Она сделала шаг в сторону, осторожно обошла Бертона и скрылась за дверью. Пройдя в ванную, Мари плотно закрыла за собой дверь и включила душ. Только гораздо позже, уже в постели, демонстративно одетая в розовую ночную рубашку, она дала волю сердитым, горьким слезам.
Джизус сидел в гостиной, пристально глядя в окно на уличный фонарь. Никогда раньше он не испытывал такого чувства стыда. Он был очень хорошим психологом, чтобы притворяться, что не понимает тех чувств, которые заставили его нанести ей такое оскорбление.
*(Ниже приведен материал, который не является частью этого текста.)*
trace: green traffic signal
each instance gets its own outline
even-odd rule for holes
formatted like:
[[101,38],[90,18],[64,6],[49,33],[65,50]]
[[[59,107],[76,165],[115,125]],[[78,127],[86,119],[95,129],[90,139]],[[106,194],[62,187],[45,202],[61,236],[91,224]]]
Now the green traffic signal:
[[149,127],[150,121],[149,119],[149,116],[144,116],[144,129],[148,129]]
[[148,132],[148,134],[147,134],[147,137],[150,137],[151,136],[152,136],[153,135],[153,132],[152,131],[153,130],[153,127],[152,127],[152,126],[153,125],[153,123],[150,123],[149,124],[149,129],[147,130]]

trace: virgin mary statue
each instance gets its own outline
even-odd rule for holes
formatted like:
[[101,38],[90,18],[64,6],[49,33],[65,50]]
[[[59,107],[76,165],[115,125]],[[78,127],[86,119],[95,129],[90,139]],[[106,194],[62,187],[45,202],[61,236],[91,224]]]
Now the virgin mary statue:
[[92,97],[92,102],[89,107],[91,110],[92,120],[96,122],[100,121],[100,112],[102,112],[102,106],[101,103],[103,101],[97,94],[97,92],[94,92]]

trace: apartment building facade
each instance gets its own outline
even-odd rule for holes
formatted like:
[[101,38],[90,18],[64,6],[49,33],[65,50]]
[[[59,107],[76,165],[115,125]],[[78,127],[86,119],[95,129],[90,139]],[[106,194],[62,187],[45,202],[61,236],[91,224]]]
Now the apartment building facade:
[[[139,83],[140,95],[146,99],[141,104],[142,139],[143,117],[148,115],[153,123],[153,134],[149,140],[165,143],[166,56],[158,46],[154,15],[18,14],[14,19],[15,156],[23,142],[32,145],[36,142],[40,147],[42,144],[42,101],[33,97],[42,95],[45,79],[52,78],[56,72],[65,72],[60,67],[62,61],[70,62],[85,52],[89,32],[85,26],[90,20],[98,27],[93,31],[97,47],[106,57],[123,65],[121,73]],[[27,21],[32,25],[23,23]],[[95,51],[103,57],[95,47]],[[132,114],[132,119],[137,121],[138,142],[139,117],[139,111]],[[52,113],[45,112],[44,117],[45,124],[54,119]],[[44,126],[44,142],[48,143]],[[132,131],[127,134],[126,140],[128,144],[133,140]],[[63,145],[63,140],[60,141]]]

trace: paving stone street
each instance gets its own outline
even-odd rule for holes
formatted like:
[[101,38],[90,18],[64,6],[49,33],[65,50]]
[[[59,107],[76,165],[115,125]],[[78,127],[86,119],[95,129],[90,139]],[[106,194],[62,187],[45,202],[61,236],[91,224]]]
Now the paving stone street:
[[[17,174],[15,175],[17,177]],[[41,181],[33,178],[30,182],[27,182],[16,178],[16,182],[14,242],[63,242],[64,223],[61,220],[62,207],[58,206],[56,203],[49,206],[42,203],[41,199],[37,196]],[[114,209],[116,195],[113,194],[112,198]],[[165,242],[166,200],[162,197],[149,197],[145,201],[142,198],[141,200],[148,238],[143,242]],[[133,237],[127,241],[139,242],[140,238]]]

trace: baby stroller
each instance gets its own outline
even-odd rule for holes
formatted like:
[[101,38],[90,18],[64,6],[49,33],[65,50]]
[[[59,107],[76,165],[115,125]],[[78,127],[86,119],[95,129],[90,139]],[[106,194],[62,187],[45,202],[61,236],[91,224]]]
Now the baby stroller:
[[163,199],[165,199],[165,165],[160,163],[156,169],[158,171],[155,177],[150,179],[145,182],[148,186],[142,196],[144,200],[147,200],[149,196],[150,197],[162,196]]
Он ревновал. Он безумно, слепо ревновал, хотя Бенни можно доверять полностью. Сцена на кухне была совершенно невинной. То, как он на это отреагировал, стало откровением для него самого.
Джизус не испытывал этого жгучего чувства с той поры, как обнаружил однажды, что жена постоянно ему изменяет. Но даже тогда не было этого пронизывающего ощущения, что его предали, ощущения, которое вынудило нанести такой жестокий удар слабой молодой женщине, пытающейся сейчас заснуть в соседней комнате.
О Боже, разве можно забыть выражение глаз, когда она поняла, наконец, смысл его слов. Невозможно изобразить такую боль искусственно. Она была неподдельной. И он причина.
Бертон поднялся и стал шагать по комнате из угла в угол.
– Джис?
Он остановился и обернулся. На пороге стояла Мари.
– Джис, я не заслужила вашего оскорбления.
Она вошла в освещенную приглушенным светом гостиную. Закутанная от шеи до пят в розовый хлопок, она представлялась ему символом чистоты и женственности. Свет мягко обрисовывал контуры фигуры, и Мари выглядела удивительно слабой и беззащитной. И все же в ней чувствовалось внутреннее достоинство, которого не смогли сломить даже его жестокие слова.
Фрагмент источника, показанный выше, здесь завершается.